Prime Minister Ranil Wickremesinghe said he will leave office once a new government is in place, and hours later the speaker of Parliament said Rajapaksa would step down Wednesday. Pressure on both men had grown as the economic meltdown set off acute shortages of essential items, leaving people struggling to obtain food, fuel and other necessities.
If both president and prime minister resign, Speaker Mahinda Yapa Abeywardena will take over as temporary president, according to the constitution.
Rajapaksa appointed Wickremesinghe as prime minister in May in an effort to solve the shortages and start economic recovery.
Wickremesinghe had been part of crucial talks with the International Monetary Fund for a bailout program and with the World Food Program to prepare for a predicted food crisis. The government must submit a plan on debt sustainability to the IMF in August before reaching an agreement.
Analysts say it is doubtful any new leader could do more than Wickremesinghe. His government's efforts showed promise, with much-needed fertilizer being distributed to farmers for next season's cultivation and a first consignment of cooking gas orders arriving in the country Sunday.
"This kind of unrest could create confusion among international organizations like the IMF and the World Bank," political analyst Ranga Kalansooriya said, adding that a new administration should agree on a common program for economic recovery.
He said while Wickremesinghe was working in the right direction, his administration's weakness was not implementing a long-term plan to go with its focus on solving day-to-day problems.
It is unlikely that an all-party government will agree on IMF-backed economic reforms without some parties losing their political support.
Wickremesinghe said Saturday that it was not proper for him to leave without a government in place.
"Today in this country we have a fuel crisis, a food shortage, we have the head of the World Food Program coming here and we have several matters to discuss with the IMF," Wickremesinghe said. "Therefore, if this government leaves there should be another government."
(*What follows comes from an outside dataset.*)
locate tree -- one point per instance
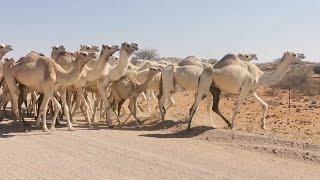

Thousands of protesters entered the capital Colombo on Saturday and swarmed into Rajapaksa's fortified residence. Crowds of people splashed in the garden pool, lounged on beds and used their cellphone cameras to capture the moment. Some made tea or used the gym while others issued statements from a conference room demanding that the president and prime minister go.
Even though both Wickremesinghe and Abeywardena, the parliament speaker, said in their speeches that they had spoken with the president, they did not say anything about his whereabouts.
Protesters later broke into the prime minister's private residence and set it on fire, Wickremesinghe's office said. It wasn't clear if he was there when the incursion happened.
U.S. Secretary of State Antony Blinken said that Washington was tracking the developments in Sri Lanka and urged Parliament to work quickly to implement solutions and address people's discontent.
Speaking at a news conference in Bangkok, Blinken said that the United States condemns attacks against the peaceful demonstrators while calling for a full investigation into any protest-related violence.
Sri Lanka is relying on aid from India and other nations as leaders try to negotiate a bailout with the IMF. Wickremesinghe said recently that negotiations with the IMF were complex because Sri Lanka was now a bankrupt state.
Sri Lanka announced in April that it was suspending repayment of foreign loans due to a foreign currency shortage. Its total foreign debt amounts to $51 billion, of which it must repay $28 billion by the end of 2027.
Months of demonstrations have all but dismantled the Rajapaksa political dynasty, which has ruled Sri Lanka for most of the past two decades but is accused by protesters of mismanagement and corruption. The president's older brother resigned as prime minister in May after violent protests saw him seek safety at a naval base. He later moved into a house in Colombo.